Die Katze war früher eine ganz gewöhnliche Katze gewesen; Doc hatte sich selbst davon überzeugen können. Der Hund Buck war früher ein ganz gewöhnlicher Hund gewesen, bevor er seinen Herrn verließ und unter die Räder des Autos lief.

Gebrauchte etwas die Tiere – jedes für einen ganz bestimmten Zweck – und ließ sie dann Selbstmord begehen, um wieder frei zu werden?

Was hatte die Katze kontrolliert, während sie bei ihm lebte?
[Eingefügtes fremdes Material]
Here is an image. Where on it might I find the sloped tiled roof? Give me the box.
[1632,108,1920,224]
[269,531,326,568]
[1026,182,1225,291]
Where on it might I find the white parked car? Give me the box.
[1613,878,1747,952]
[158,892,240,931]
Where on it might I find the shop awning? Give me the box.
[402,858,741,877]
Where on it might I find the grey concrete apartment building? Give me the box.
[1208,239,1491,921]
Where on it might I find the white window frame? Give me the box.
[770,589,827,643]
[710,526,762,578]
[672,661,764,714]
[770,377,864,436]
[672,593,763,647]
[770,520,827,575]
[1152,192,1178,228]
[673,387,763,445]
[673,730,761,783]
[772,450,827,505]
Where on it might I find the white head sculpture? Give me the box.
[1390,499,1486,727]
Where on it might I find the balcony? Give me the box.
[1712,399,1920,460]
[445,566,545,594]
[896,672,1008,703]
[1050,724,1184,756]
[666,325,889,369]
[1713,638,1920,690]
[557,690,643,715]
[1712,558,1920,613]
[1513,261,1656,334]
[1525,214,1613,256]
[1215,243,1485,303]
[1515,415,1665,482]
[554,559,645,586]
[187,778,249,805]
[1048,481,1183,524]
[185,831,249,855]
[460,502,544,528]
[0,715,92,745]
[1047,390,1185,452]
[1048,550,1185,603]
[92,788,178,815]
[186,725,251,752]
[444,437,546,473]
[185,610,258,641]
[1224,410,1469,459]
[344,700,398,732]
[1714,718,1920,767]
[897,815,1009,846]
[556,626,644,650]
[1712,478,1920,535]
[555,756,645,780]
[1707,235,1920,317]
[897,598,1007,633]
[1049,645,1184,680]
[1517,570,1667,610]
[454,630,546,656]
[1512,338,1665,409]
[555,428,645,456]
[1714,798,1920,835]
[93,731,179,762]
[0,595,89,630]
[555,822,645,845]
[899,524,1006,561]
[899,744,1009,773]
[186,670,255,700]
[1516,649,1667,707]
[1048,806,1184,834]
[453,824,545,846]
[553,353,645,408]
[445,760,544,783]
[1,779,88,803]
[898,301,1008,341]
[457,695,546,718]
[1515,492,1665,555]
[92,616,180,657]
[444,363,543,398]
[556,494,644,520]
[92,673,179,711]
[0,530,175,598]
Und wie stand es mit den Menschen, mit Tommy Hoffmann und Siegfried Gross? Waren auch sie für bestimmte Zwecke gebraucht worden, hatten sie Aufgaben übernehmen müssen, für die andere Wirte ungeeignet waren, und waren auch sie später zum Selbstmord veranlaßt worden?

Aber von wem? Und weshalb?

Doc erinnerte sich daran, wie er die Katze gestreichelt hatte, bis sie vor Vergnügen schnurrte. Was hatte er eigentlich gestreichelt?

Ein kalter Schauer lief ihm über den Rücken. Er dachte an das Gefühl der Unsicherheit, das er empfunden hatte, als die Katze sich vor ihm versteckte – war das wirklich erst Donnerstagabend gewesen? –, aber das war nichts im Vergleich zu jetzt.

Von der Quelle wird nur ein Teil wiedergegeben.